You’re just trying to keep me regular, says George. The apples are mealy, and there wasn’t much to those carrots when they were fresh. As far as I’m concerned you can throw them both out for the coyotes and the mule deer. But if there’s any coffee left in the thermos . . .

You know there is, Margaret replies. It’s right there on the seat next to you. Help yourself.

George picks up the thermos, shakes it gently to confirm that, yes, there’s coffee, but he makes no effort to pour any. He says, I’m thinking what I should have done is find a phone booth and give Jack Nevelsen a call. See what he might know about Bill Weboy.

Margaret turns back around, munching on a carrot. What makes you think there’s anything to know?

Just a feeling.

Well, he had you pegged. Public official indeed.

I’m sure Donnie’s told him about us.

Poisoned the well, is more like it, says Margaret. And how would Sheriff Nevelsen have any information on Mr. Weboy?

George shrugs. A sheriff hears things.

And files them away.

Not something you can help doing.

So there they are. There they stay.

Memory cleans itself out sooner or later, says George.

Margaret rolls down her window and tosses out the
stub of carrot. Mr. Weboy has said he’ll help us. That’s good enough for me.

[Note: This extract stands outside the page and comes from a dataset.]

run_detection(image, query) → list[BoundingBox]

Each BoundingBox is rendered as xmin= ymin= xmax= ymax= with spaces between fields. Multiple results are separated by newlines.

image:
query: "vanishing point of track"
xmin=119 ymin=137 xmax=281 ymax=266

And I trust him about as far as I can throw him.

Of course we know you’re a suspicious man.

George touches his finger to his hat brim. Guilty as charged, ma’am.

Margaret squirms in place like an impatient child. I can’t sit here all day twiddling my thumbs. Let’s go for a stroll. Breathe a little fresh air.

You’re the boss, George says, opening his car door.

.
   
.
   
.

With the rocky foothills and striated bluffs behind them, they walk west, across a sandy landscape whose only undulation is a long, subtle slope toward a silty creek. The tall cottonwoods near the water rustle even without the wind, and the lint from those trees snags in the sagebrush and gathers in the pebbly seams where, in another season, water runs.

George’s long strides keep moving him ahead, and his wife has to scurry to keep up. Slow down, Stretch, says Margaret. I said a stroll, not a race.

He waits and she comes alongside him and hooks her arm in his. Did you lock the car? she asks.

You saw me do it not three minutes ago.

I thought so. But then I wasn’t sure whether I remembered the act or the thought.

Yes, I’m all too familiar with that feeling.

I tell you, Mr. Blackledge, this growing old tosses up a new surprise every day.

To that he says nothing. It’s an observation he’s made himself too many times already. What’s the use?

Gesturing vaguely toward Gladstone, Margaret says, My God. What would make anyone settle in such dismal, godforsaken country?

Exactly what some would say about Dalton. And more people live here.

But Dalton makes sense, she says. You stop short of the Badlands. But here? You just get across and then stop?

Assuming folks are moving east to west.

Well, certainly.

As I recall that was the argument your father made. About how Dalton was settled, that is.

He was right about a few things.

You won’t get any argument from me.

Now, my mother, she didn’t know how to pour piss out of a boot—

—with the instructions printed on the heel. So it’s the day to quote Warren Mann, is it?

He never said it within her hearing, she says quickly.

You don’t have to defend the man to me, Margaret. I thought the world of your father.

They walk silently for another hundred yards. The clouds have once again thickened and filled in the blue patches with gray and the hillside grass has lost its gold and turned tawny.

At dinner tonight, Margaret says, they might offer some sort of liquor.

They might.

If they do, I’d appreciate if you’d pass on the offer.

George Blackledge glances quickly down at his wife. The limitless, lowering sky, the long stretches of motionless
empty prairie, the silence, complete right down to the absence of birdsong—who knows what decides a man to leave most of his words unspoken?

Margaret says, It’s not that I think you can’t hold your liquor. It’s just that—damnit, I don’t know. I’d like to create a certain impression, I guess.

Sort of like the preacher coming for supper?

Yes, she says. Exactly. I know you’re poking fun at me but that’s exactly what I want. After this evening’s over I’ll pour you a drink myself. Hell, I’ll have one too.